Soon after, a band was born, composed of “the two talented guys [Woodhouse and Olson] and the two enthusiastic guys [Carroll and Patrone],” as Patrone puts it.
These days, Woodhouse makes his living as a producer and sound engineer for artists such as Thee Oh Sees, Ty Segall and Sleater-Kinney side project Wild Flag. But back then, he rolled with a mobile recording studio “packed into two suitcases like those charlatan snake oil guys,” and he started recording FM Knives’ tracks.
Patrone gives Woodhouse credit for teaching him to sing, laughing as he recalls that the lessons occurred at the Mercantile Saloon. It was a race against time to impart any information before the stiff drinks took effect.

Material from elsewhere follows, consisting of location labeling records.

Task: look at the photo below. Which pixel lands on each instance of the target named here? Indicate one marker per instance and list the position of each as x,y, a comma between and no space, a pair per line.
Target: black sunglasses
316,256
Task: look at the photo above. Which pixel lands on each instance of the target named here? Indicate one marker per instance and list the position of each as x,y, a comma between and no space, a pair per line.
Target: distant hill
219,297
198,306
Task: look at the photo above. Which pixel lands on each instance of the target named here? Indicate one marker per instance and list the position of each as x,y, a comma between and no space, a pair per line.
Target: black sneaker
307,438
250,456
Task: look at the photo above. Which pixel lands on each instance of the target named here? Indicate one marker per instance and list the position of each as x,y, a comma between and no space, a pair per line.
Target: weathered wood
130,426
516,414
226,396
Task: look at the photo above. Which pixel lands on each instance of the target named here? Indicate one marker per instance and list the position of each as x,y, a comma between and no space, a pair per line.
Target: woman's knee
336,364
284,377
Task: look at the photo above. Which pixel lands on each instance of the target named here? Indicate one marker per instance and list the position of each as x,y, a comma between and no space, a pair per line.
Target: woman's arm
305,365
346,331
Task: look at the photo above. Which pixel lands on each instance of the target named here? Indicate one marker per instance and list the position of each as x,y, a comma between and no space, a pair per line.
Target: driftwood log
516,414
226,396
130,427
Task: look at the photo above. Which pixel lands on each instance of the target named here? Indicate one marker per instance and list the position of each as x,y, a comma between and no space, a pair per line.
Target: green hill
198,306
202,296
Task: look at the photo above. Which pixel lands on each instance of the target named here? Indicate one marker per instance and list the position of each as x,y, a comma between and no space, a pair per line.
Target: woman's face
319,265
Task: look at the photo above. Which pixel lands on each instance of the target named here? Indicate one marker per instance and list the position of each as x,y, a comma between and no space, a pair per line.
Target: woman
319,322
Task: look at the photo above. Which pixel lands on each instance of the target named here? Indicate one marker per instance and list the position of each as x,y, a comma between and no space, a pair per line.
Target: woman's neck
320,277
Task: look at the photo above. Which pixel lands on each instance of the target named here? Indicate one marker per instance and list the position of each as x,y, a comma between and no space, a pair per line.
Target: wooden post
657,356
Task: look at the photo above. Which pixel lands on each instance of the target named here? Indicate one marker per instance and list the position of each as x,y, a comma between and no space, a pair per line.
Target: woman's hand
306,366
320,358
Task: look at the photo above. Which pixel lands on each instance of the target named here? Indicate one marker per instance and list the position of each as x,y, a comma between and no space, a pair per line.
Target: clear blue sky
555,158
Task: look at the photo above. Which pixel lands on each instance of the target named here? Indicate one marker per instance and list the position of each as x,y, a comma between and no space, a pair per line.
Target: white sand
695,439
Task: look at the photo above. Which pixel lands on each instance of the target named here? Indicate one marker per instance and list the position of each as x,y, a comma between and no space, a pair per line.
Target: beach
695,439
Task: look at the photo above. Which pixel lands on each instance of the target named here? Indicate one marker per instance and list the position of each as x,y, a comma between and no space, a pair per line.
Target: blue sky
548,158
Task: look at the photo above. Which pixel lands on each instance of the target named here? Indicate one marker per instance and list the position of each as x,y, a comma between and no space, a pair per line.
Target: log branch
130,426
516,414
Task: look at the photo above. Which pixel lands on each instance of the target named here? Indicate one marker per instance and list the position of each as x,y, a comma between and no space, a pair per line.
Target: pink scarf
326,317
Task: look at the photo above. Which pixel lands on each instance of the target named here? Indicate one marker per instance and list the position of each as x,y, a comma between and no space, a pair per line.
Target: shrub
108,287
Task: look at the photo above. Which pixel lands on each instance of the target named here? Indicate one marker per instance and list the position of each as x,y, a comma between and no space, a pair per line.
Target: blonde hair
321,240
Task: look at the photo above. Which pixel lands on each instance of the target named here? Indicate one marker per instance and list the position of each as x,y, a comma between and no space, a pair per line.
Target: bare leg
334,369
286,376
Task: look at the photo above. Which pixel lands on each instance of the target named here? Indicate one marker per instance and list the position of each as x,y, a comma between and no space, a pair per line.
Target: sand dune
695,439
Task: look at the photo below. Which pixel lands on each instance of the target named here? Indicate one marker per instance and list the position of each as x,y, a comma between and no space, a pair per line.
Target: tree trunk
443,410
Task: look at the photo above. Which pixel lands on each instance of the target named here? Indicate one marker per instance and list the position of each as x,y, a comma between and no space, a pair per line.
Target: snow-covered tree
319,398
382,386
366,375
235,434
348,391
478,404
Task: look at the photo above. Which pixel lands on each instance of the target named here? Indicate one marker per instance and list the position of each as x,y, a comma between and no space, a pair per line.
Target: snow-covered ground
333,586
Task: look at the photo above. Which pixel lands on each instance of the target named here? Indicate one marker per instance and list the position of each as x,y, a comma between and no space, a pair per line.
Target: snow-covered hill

“It should be a brainless band that focuses more on drinking, and then there are records,” Woodhouse says.
The resulting album, Useless & Modern, has a combination of earworm hooks and a sloppy urgency that has stood the test of time.
They have a stalwart fan in Marc Ribak, the impresario of the Burger Boogaloo. He’s chuffed to have the Knives performing.
“I’m not saying the old gigs weren’t good, but Jason became a better frontperson since then,” Ribak says. “He has this almost punk-rock, Morrissey kind of swagger to him now.”
The FM Knives existed only as a going concern for a brief, two-year period, during which they packed in a full-length LP, two singles, a couple of Northwest tours and one nationwide tour. Things fell apart due to some personal conflicts and Olson’s move to the Bay Area. Looking back on it now, they seem to have no regrets.
Summing it up, Patrone says, to nods all around, “We had one great album, one great single and one OK single. After that it would have been diluted. … Those are the kinds of songs you’re supposed to be playing for two years and that’s it.”